The right to die

“Nor shall any man's entreaty prevail upon me to administer poison to anyone; neither will I counsel any man to do so.”

–Hippocratic oath

Since ancient Greece, the guiding principle of medical ethics has been, above all, a respect for human life. Accordingly, the Hippocratic oath blatantly forbids euthanasia (when a doctor directly administers a lethal drug with the patient’s consent) and physician-assisted death (when a doctor allows the patient access to a lethal drug that can be self-administered) on the grounds that deliberately ending a life violates the professional role of a physician.

However, thousand-year-old regulations are not fit to guide a modern world, and the Hippocratic oath is no exception. Medical ethics has evolved to place increasing value on patient autonomy. Abortion, for example, explicitly forbidden by the Hippocratic oath, is now an autonomous choice that a woman can make about her own body. We now acknowledge that while a doctor has a duty to improve a patient’s physical health as much as possible, this can conflict with a patient’s personal desires and happiness. In the end, the decision is up to the patient.

But what if the patient wants to die?

This was the case of Brittany Maynard, who ended her own life two weeks ago. After surgery failed to curb her aggressive brain cancer, she was told she had six months left to live. Rather than deteriorate painfully over time with futile medical treatments, she chose to maintain her quality of life for as long as she could. Brittany finally passed away of her own accord, peacefully and painlessly, by taking a medication prescribed to her by her doctor.

Brittany was not the first person to decide that it just wasn’t worth it to prolong a disease that would certainly kill her. But Brittany is unique because she was 29 years old. Had she been 50 years older, no one would have batted an eyelash. Elderly patients opt out of procedures that are too expensive, too much of a burden or unlikely to succeed, all the time. When they come to terms with their illnesses, we understand. They’ve lived their whole lives already. They wouldn’t have much time left anyway. But in Brittany’s case, because she is young, active and energetic, we find it harder to rationalize why she would choose physician-assisted suicide. We expect her to fight for life.

Why? Because suicide is a dirty word. It makes people uncomfortable. Its automatic association with mental illness, which itself is unfairly stigmatized in society, as well as our basic value of life elicits a knee-jerk reaction—There is no excuse for wanting to die. There is something fundamentally wrong with having the gift of life and choosing to throw it away.

But terminally ill people, candidates for physician-assisted death, don’t have the same gift of life as you or I. Brittany Maynard was already at the end of her life. She didn’t choose that.

Today, the World Medical Association’s official stance on physician-assisted suicide is: “Where the assistance of the physician is intentionally and deliberately directed at enabling an individual to end his or her own life, the physician acts unethically. However the right to decline medical treatment is a basic right of the patient and the physician does not act unethically even if respecting such a wish results in the death of the patient.”

You can’t kill them, but you can let them die.

I don’t see much of a difference. In the case of life-threatening illness, isn’t the right to decline medical treatment equivalent to the right to die? The physician has given up his duty to heal, putting the patient's life in the patient's own hands. At this point, why shouldn’t the physician help the patient make the safest, most comfortable decision about their remaining days?

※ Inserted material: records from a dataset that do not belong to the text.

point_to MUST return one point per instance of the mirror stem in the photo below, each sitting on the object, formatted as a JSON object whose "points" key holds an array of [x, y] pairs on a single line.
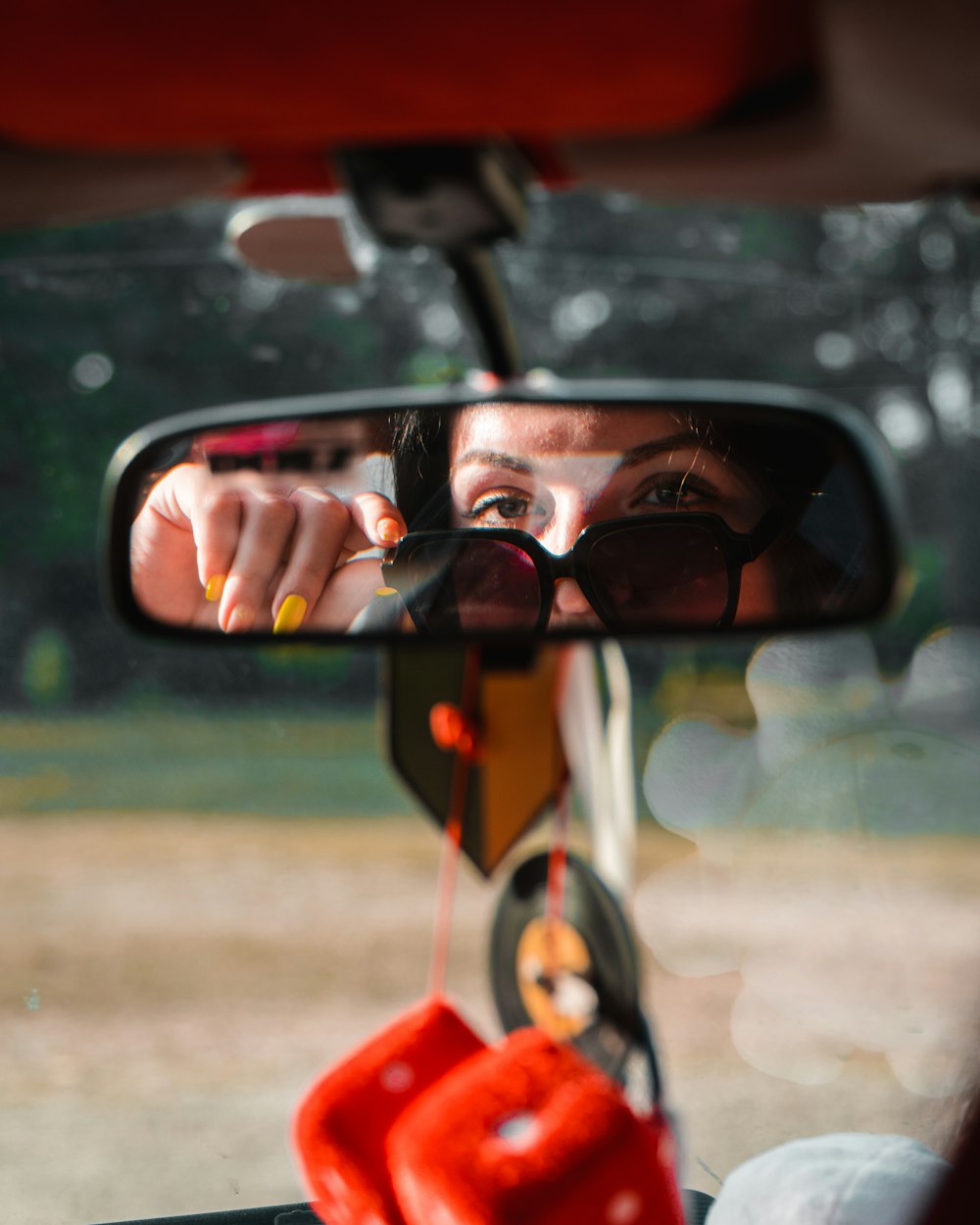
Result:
{"points": [[478, 284]]}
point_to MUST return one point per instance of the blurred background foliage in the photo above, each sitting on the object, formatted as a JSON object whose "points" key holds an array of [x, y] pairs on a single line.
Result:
{"points": [[107, 327]]}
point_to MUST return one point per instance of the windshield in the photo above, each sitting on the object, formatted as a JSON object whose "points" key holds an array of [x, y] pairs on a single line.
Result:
{"points": [[214, 886]]}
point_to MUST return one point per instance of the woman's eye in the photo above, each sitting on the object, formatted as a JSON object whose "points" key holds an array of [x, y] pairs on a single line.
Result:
{"points": [[501, 508]]}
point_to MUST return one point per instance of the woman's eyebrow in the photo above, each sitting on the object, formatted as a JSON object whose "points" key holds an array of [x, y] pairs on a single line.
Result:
{"points": [[657, 446], [493, 460]]}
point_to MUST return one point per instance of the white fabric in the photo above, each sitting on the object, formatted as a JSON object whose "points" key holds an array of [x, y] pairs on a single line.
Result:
{"points": [[851, 1179]]}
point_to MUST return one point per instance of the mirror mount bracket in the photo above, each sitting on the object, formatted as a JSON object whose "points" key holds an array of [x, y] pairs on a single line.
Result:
{"points": [[459, 200]]}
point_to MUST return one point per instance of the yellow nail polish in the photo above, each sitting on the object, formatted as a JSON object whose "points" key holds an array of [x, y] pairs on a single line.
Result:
{"points": [[290, 615], [241, 620], [388, 530]]}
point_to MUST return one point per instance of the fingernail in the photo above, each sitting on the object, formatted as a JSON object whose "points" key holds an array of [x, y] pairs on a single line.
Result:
{"points": [[243, 617], [388, 530], [289, 617], [215, 587]]}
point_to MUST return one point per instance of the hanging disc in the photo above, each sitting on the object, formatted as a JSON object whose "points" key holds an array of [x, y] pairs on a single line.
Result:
{"points": [[574, 976]]}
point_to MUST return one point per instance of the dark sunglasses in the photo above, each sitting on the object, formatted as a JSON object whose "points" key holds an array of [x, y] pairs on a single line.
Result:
{"points": [[648, 572]]}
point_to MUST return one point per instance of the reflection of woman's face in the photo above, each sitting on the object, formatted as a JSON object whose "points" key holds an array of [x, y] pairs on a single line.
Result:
{"points": [[554, 470]]}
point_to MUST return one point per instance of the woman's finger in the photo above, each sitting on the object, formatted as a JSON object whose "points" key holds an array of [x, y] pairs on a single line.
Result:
{"points": [[318, 545], [376, 522], [268, 524]]}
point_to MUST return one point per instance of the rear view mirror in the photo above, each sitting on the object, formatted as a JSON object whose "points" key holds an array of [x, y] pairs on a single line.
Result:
{"points": [[573, 511]]}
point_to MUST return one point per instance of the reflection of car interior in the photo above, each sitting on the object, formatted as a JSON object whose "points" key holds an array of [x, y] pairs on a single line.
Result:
{"points": [[814, 102]]}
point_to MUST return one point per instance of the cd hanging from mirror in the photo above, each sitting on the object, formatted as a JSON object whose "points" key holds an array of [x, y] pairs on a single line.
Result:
{"points": [[574, 975]]}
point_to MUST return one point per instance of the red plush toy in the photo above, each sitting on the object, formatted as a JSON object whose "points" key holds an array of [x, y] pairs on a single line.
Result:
{"points": [[342, 1127], [427, 1126]]}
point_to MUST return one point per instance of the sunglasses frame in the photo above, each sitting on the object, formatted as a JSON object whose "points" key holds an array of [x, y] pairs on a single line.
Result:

For terminally ill patients, death is a decided fate. If physicians can be involved in managing other symptoms to improve comfort, they can also help manage the ultimate one. Doctors already offer hospice and at-home care as humane alternatives to staying in the hospital. I guess the logic is, with painkillers and a homey environment, we can improve someone’s quality of death. Yet going above and beyond that, guaranteeing a painless, peaceful passing is unthinkable?

I do understand that not all physicians want to provide the service of assisted death, as it might counter their personal values. That is their choice. But an outright ban makes physician-assisted suicide completely inaccessible to those who are suffering. They deserve the choice too. Some people, like Brittany, don’t want to lose their independence, gradually wasting away in a bed, causing even more sadness for family members who have to witness the changes. Why is it wrong to improve her quality of death by letting her choose when she wants to go?

I believe that the right to die is an inherent part of patient autonomy. Hopefully, if physician-assisted death loses some of its stigma, terminally ill patients won’t have to move to Oregon just to exercise their right to die with dignity. Hopefully, the choice can one day be there for those who need it.

Pallavi Shankar is a Trinity sophomore. Her column runs every other Friday.